Some people will insist that "nothing is wrong." Or, they will say that it isn’t a "big enough deal to bother with." That may be true, or they may have a personality that accumulates frustrations until something explodes. Little things can become big things if we don’t deal with them. Paul, in Ephesians 4:26, says, "Be angry but do not sin; do not let the sun go down on your anger, and give no opportunity to the devil." When the little resentments are not dealt with, the Evil One goes to work in our hearts.

Team members should be encouraged to take a proactive stance in addressing painful issues. If they look to the team leader to solve every problem, untie every relational "knot," the leader will be worn out and begin to feel like a babysitter to adults! Jesus, in Matthew 5:23-24, gives us good advice when he says, "So if you are offering your gift at the altar, and there remember that your brother has something against you, leave your gift there before the altar and go; first be reconciled to your brother, and then come and offer your gift." The sacred ritual of making an offering in the temple is no excuse, Jesus says, for postponing working on what has gone wrong in the relationship!

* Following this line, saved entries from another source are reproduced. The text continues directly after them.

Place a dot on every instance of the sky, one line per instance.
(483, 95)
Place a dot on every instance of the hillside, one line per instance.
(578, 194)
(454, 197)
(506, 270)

A helpful model of addressing the person who has wronged us can be found in Matthew 18:15-20. In that section of Scripture, Jesus reminds us of the healing power of the fellowship of Christians. There will be times when the ministry team, as a whole, may be asked to bring their prayers, their love, and their minds to bear on a particular problem.

Fifth, be careful not to make mountains out of molehills. The phrase is not scriptural but it is good advice for ministry team leaders and members. Some moments of tension are going to be a part of a rehearsal, a Sunday service, or concert. Don’t jump into every situation and try to "solve it."

Those with experience flying airplanes or sailing boats know that some times trouble results from over-correction. The plane rises and dips. Often, with just a light touch on the controls, the aircraft recovers. It is the same in a sailboat. The boat heels over and then recovers with little help from the person at the helm.

Sixth, cultivate a spirit of tolerance in your ministry team. Remind the members of your group that compromise is part of life. First Corinthians 13:5-6 reminds us that "love does not insist on its own way; it is not irritable or resentful; it does not rejoice at wrong, but rejoices in the right." The apostle Paul, who had seen what happens when people demand that things be done their way, writes in Ephesians 4:1-3, "I therefore, a prisoner for the Lord, beg you to lead a life worthy of the calling to which you have been called, with all lowliness and meekness, with patience, forbearing one another in love, eager to maintain the unity of the Spirit in the bond of peace."

As much as I used to fear conflict, I have to come to see how such moments–when approached with prayer, faith, patience, honesty, and love–can bring a team together in a whole new way. In a disposable world, where people act as if relationships can be tossed aside at the first sign of trouble, members of a team who work through a conflicted moment without running away, often find renewed joy in their work together.

Remember, the work of your ministry team is not just about hitting the right notes, planning a great worship experience, or getting all the lighting cues perfect. Who you are, as God’s people, and how you are together can be the most powerful witness you offer.